Clara Jardim: Por fim, com toda a perversidade que temos testemunhado, seriam os psicopatas mais do que 4% da população de hoje?

Dra. Ana Beatriz Barbosa da Silva: Para falar a verdade, eu acho que sim. É que, também, temos uma mídia que só destaca as coisas ruins; não dá visibilidade às coisas boas. Nesse exato momento, há uma porção de gente fazendo o seu trabalho de forma digna, salvando pessoas e contribuindo para uma sociedade melhor, mas nada disso vai virar manchete. Quem sabe com notícias que falem mais dessas pessoas a gente também contribua com uma mudança de valores… Então, acho que existe essa exaltação do que é ruim, que vende mais. E existe uma grande parcela de pessoas que não são necessariamente psicopatas, mas que cometem atos que chamo de psicopatoplásticos. São ações para obter sucesso e visibilidade que lembram as de um psicopata, mas com o objetivo de entrar na corrida que valoriza os espertos; que valoriza sempre o resultado, e não o processo de caminhada. Infelizmente, acho que temos idolatrado psicopatas dentro dos nossos valores e da cobertura da mídia. E isso acaba por influenciar uma massa que procura validações no sentido de se conduzir e ser uma pessoa de visibilidade nessa sociedade. Quem não ostenta, quem não está na festa mais badalada, quem não bebe a champagne mais cara ou não usa as marcas mais luxuosas… Parece que toma o rótulo de loser – um perdedor.

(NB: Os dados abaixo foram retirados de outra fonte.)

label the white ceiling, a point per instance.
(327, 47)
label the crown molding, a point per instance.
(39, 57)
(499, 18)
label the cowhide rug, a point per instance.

Isso também leva muitas pessoas a imitarem determinados comportamentos para serem as mais vistas e com o maior número de likes. É um território bastante tênue de praticar atos típicos de um psicopata – mesmo não se tratando de um – para se fazer aparecer. Quem é psicopata tem de ter esse comportamento sempre, pois é uma maneira de viver. Já uma pessoa que começa a fazer isso sem um histórico passado pode ser um bocó (risos). Ela está tentando criar uma identidade de força perante a sociedade, mas só está criando mais uma personagem que exalta valores típicos dos psicopatas. Há essa maquiagem.

Acho que existe muito, muito mais gente boa, mas essas pessoas não rendem glamour, curtidas nem ganham ibope. Então, que o Bem, a generosidade e a empatia comecem a ocupar mais espaço nas capas das revistas, nos jornais, no que postamos nas redes sociais e no que trocamos de notícias uns com os outros. Talvez, um banho ou uma epidemia de coisas boas possa realmente começar a mudar essa atmosfera do mundo.